Smith on no drama: “Well, we showed up today just ready to play a baseball game, ending a road trip, try to win this game on getaway day.”
Smith on Machado: Manny’s our three-hole hitter, third base and he’s the guy that we expect to do the things he’s been doing - hit balls really hard and making plays at third base.”
Machado on win: “You know, we got the split. We came back and we battled the last four games. We beat a great team two times out of four, so it’s a good day. Now we get to go home and continue doing business and handling what we need to do.”
Machado on what it meant to him personally: “You know what? I don’t care. I just feel like I’m getting back in the groove. It’s been a month now that I’ve struggled a little bit and I’m finally, little by little, taking baby steps, feeling better at the plate, seeing the ball a little better and making some good contact with the ball.”
Machado on what statement he sent: “I mean, I’m just trying to make good swings. I go in there, I make my routine every day. Come in here, do what I’ve got to do in the weight room, keep the same routine every day. I think I finally found it and I’ve just got to continue the right way.”
Machado on being booed: “I mean, it doesn’t bother me. I try to zone in. I’ve got to face a guy throwing 98, 92, with nasty stuff up there. That’s where my concentrations lay, always.”
Machado on playing a regular game: “We’re just coming out here and playing. At the end of the day, we came out here, tried to win this game. We didn’t want to lose the series, so we left it out on the field. Like I said, we’re just glad that we came out with two-two and split the series. We’ll just have to continue. We’ve got Chicago tomorrow coming into town, and we’ve got to handle a little business and do what we’re doing.”
Machado on whether he was relieved no nonsense: “What nonsense? We’re playing baseball. What happens between the field stays between the lines. We’ve just got to go out there and control what we can control and go about our business.”
Machado on whether his thoughts on Red Sox changed: “This is my team. I play for Baltimore. I bleed for this team. I’m going to die out there, I’m going to do whatever I’ve got to do to keep this team going.”
Machado on rivalry: “It’s always been something. They’re the team to beat. We’ve got Toronto, the Yankees in the mix. There’s the whole division. Everyone is our rival and the biggest opponent we have is ourselves. We’ve just got to go out there and do the small things that count, and that are going to take us to the next level. Not just hit longballs. Like we did today, good baserunning, played great D, our pitching. Tyler came in there and did a hell of a job today. That’s what we’ve got to do, do the small things to take us to the promised land.”
Wilson on enjoying the challenge: “I really enjoyed it.
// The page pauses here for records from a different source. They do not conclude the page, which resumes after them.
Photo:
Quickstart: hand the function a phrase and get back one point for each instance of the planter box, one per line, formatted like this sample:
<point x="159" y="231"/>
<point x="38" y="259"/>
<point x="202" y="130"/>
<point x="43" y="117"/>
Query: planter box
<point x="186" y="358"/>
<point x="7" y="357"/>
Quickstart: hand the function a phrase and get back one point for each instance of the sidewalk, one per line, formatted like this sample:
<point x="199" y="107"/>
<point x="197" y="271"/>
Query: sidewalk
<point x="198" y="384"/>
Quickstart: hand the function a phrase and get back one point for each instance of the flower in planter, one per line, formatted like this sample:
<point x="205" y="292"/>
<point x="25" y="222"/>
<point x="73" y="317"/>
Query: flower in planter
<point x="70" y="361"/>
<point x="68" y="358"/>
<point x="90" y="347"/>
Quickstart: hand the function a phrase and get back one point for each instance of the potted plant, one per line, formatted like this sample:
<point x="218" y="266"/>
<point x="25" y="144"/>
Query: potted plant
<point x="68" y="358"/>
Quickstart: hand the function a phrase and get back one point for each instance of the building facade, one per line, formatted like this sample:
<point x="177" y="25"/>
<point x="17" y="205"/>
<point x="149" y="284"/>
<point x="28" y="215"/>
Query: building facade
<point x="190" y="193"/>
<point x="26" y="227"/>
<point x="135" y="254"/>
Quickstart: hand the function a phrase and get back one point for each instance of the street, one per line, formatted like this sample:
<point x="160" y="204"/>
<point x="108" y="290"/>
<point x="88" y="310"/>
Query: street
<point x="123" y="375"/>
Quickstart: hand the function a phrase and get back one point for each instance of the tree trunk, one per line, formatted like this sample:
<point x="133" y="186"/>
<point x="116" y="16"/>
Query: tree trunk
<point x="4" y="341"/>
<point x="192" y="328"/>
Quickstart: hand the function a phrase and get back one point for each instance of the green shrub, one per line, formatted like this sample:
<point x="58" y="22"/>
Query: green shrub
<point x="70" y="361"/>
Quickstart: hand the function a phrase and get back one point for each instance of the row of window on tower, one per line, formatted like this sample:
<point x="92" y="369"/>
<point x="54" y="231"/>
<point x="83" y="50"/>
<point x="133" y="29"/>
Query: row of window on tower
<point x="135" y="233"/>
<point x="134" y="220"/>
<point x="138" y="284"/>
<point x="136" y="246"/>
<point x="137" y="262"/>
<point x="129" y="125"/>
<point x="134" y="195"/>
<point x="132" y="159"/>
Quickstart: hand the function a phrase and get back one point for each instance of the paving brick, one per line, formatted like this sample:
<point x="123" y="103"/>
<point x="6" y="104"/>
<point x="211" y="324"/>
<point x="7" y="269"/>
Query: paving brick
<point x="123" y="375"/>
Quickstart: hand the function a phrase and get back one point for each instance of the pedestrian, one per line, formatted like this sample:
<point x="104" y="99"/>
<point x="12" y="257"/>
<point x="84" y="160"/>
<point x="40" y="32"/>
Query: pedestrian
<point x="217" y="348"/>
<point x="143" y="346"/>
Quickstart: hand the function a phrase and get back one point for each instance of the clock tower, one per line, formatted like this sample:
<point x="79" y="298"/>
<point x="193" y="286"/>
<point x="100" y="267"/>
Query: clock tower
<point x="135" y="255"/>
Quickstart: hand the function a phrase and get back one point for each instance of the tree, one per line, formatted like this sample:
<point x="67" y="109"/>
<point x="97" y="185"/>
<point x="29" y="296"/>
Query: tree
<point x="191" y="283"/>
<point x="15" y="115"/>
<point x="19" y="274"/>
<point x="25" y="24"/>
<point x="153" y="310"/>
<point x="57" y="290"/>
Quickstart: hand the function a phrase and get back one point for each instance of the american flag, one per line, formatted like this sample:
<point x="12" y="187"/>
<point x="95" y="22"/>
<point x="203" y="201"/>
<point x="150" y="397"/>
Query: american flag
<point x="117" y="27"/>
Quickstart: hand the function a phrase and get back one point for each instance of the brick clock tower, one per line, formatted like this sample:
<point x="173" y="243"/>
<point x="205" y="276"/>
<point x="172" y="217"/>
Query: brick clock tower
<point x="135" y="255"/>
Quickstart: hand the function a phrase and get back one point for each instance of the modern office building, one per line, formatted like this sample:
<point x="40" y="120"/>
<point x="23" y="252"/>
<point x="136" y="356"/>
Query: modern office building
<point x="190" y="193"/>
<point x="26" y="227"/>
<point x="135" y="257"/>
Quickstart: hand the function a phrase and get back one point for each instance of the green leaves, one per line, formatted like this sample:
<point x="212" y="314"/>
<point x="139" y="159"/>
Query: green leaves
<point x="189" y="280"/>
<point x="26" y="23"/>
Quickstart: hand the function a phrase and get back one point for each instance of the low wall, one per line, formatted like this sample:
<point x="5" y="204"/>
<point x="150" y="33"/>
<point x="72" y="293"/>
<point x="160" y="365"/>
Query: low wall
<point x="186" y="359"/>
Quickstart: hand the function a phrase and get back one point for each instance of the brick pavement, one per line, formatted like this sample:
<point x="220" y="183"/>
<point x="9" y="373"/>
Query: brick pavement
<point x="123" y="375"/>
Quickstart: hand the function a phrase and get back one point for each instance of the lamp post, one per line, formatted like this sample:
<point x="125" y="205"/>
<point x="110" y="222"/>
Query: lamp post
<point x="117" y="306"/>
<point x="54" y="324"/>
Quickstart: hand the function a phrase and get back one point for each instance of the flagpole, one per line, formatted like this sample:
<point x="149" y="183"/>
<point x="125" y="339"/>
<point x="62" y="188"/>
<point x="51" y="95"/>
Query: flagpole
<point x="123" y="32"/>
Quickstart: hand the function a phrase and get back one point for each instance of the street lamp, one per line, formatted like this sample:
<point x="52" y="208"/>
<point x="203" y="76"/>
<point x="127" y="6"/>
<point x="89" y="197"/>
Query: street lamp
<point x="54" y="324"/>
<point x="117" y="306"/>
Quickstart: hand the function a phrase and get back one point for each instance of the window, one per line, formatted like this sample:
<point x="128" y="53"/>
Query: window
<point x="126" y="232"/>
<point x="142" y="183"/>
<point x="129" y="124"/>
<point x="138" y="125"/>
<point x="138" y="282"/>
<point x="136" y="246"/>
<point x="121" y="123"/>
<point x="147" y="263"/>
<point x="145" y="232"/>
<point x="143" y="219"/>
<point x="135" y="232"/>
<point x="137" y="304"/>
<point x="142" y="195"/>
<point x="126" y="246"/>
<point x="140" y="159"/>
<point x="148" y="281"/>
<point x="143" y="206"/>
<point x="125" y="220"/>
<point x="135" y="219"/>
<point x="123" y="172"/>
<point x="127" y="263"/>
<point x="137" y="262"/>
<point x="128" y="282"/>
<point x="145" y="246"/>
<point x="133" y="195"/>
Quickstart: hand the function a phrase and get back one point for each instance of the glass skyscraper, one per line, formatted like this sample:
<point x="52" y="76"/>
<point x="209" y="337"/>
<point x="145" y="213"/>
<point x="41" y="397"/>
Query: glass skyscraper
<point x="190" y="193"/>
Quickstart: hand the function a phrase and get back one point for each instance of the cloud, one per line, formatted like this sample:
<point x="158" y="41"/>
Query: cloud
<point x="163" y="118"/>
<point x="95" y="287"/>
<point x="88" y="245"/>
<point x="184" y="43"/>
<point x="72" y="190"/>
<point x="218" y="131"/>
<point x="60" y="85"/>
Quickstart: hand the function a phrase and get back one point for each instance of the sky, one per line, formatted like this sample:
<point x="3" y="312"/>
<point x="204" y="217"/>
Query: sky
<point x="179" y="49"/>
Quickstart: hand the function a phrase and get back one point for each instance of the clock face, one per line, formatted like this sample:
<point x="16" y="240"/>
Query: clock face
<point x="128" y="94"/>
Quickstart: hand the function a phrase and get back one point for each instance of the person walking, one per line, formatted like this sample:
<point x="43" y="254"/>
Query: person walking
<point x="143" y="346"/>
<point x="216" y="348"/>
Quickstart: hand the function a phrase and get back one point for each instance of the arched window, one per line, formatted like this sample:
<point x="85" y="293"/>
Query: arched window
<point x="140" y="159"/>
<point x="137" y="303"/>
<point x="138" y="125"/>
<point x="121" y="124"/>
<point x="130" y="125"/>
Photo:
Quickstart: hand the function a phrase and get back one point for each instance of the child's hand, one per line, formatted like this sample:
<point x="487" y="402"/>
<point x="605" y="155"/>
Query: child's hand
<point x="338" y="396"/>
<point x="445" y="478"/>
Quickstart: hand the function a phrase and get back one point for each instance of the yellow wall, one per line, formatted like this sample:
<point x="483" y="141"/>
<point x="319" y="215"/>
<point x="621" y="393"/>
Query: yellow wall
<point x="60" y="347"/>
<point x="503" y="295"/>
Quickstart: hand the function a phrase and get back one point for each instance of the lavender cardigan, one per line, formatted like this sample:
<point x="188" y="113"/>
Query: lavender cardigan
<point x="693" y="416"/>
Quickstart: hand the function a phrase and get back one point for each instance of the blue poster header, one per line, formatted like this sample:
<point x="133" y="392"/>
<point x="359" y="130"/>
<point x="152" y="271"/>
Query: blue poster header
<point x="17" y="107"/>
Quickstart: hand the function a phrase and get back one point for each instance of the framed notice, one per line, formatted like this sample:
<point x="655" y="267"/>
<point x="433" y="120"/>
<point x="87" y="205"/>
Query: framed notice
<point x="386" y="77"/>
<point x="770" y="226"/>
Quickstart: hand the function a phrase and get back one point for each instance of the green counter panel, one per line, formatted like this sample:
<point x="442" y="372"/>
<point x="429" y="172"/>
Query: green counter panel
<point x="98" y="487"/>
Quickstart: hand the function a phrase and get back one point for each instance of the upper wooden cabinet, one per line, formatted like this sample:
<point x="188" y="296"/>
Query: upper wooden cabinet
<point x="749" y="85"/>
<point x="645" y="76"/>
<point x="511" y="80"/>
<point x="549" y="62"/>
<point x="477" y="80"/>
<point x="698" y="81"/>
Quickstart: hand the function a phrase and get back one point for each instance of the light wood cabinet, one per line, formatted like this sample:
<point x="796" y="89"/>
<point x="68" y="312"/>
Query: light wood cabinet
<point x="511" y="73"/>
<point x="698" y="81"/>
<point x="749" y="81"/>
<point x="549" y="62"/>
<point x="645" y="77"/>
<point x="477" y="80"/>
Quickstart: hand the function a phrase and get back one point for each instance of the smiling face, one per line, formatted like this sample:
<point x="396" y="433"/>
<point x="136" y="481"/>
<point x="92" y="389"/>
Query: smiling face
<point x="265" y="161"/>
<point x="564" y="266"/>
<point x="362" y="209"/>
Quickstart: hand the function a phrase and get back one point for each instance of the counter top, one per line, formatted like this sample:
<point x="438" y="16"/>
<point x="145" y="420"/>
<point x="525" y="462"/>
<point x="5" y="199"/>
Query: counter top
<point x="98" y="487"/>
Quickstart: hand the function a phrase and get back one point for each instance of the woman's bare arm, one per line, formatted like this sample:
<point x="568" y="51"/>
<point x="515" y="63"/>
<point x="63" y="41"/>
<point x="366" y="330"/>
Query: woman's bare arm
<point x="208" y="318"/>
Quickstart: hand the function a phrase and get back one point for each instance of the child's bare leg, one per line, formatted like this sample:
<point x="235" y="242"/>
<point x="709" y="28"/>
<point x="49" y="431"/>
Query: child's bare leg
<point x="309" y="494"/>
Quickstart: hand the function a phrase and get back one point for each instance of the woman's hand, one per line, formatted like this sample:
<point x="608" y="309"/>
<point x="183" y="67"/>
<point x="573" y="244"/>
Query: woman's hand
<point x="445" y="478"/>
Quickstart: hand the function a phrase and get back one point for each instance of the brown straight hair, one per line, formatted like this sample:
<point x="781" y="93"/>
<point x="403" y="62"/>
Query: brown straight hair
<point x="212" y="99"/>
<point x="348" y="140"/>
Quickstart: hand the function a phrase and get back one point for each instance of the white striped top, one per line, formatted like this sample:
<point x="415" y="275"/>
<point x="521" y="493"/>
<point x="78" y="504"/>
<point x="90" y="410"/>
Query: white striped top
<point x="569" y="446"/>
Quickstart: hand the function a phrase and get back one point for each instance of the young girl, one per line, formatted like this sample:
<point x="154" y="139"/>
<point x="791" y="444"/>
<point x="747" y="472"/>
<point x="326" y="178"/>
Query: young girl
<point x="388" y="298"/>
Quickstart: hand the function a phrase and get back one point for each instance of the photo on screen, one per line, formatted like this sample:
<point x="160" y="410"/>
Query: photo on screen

I was grateful for the opportunity from the time getting the call all the way up until learning that I was starting and throughout the game today. Obviously, there’s a lot going on in the game right now and I was just thankful to be the one called on to go out and challenge those guys and give our team a chance to win.”
Wilson on whether he thought he’d start: “For the years that I’ve been doing this, obviously talking to you guys these last three years, I keep my expectations at a minimum. I try to take advantage of my name being called, whether that’s in a starting role or in the bullpen or long, short, anything. I just try and take what’s given to me and control the things that I can control. I know I say that to you guys all the time. There are so many variables in this game that are outside of what I can control, so I was just focused on getting here and being ready when my number is called.”